With the above rules you start building a comprehensive set of automated tests. Some may say, we have always been doing that. That might be correct, but my experience tells me that some organizations simply run the suite of tests only when they test the entire system, after the "development phase" is complete and just before the new version is shipped.
Also in some cases people claim that rule 2 cannot be used with legacy systems because writing such tests is too expensive. Again, that might be correct. If that is the case it would be an additional indicator for the (lack of) design quality. The system is too hard to test. Enforcing rule 2 will help to enforce a refactoring or redesigning of the system towards better testability. Also, lacking organizational discipline (or time) - bugs are simply fixed without writing an automated test and then simply shipped after a quick manual assessment. This is far from what is ideal.

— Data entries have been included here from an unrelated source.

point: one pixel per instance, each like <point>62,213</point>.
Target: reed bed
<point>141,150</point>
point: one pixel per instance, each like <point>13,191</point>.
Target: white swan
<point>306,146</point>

By adding one automated test at a time to your automated build - now including an automated test portion - your system will increase in quality over time. A single test won't make a difference. But as your test suite increases in size it will cover more and more of your system.

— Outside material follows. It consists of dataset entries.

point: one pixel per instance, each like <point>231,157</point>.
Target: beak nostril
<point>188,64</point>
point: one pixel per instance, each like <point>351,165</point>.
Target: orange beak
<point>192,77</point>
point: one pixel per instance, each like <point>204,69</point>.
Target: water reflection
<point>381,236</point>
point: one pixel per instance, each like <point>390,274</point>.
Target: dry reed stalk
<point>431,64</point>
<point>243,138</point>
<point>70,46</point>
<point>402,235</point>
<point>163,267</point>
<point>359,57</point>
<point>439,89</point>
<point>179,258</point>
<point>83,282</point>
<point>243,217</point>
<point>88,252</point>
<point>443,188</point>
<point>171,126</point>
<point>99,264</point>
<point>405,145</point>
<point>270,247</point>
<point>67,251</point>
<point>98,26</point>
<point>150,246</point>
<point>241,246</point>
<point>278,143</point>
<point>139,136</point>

And here is another observation: When a bug is reported which areas do they tend to be in? Typically you'll find them in frequently used areas or in areas that are particularly flaky. By adding automated tests in these arease you actually target those areas where you get the biggest bang for the buck.
Note that the two rules can be used for both new development and legacy code bases. There is no excuse for not even trying to improve the quality. It doesn't require myriads of expensive and complex tools. Simple rules like the above can help improving organizational behavior towards better (software) quality.
Saturday, August 05, 2006
Customers Writing Executable Specifications
Ideally, requirements would be written in a way that makes it easy for the development team to verify whether the system satisfies them. So why not making requirements executable? That way your team members can run them as often as needed, and they could stop immediately once the system passes those tests.
The way to go forward is therefore executable specifications, or story tests. The most prominent thought leader on this is probably Rick Mugridge, on whose web site you can also find further information.
One tool to create and maintain such customer tests is Fitnesse. It is available for many different languages.
The benefits are very compelling. You have a much tighter link between your customer (might also be a product manager) and your development team. Executable specifications are a means for improving communication. You also get a tool that reduces the gap between what your customer wants the system to do, and what the system really does.
From my experience, it's worth playing with this concept. It might turn out to be an excellent addition to your toolbox for agile project management.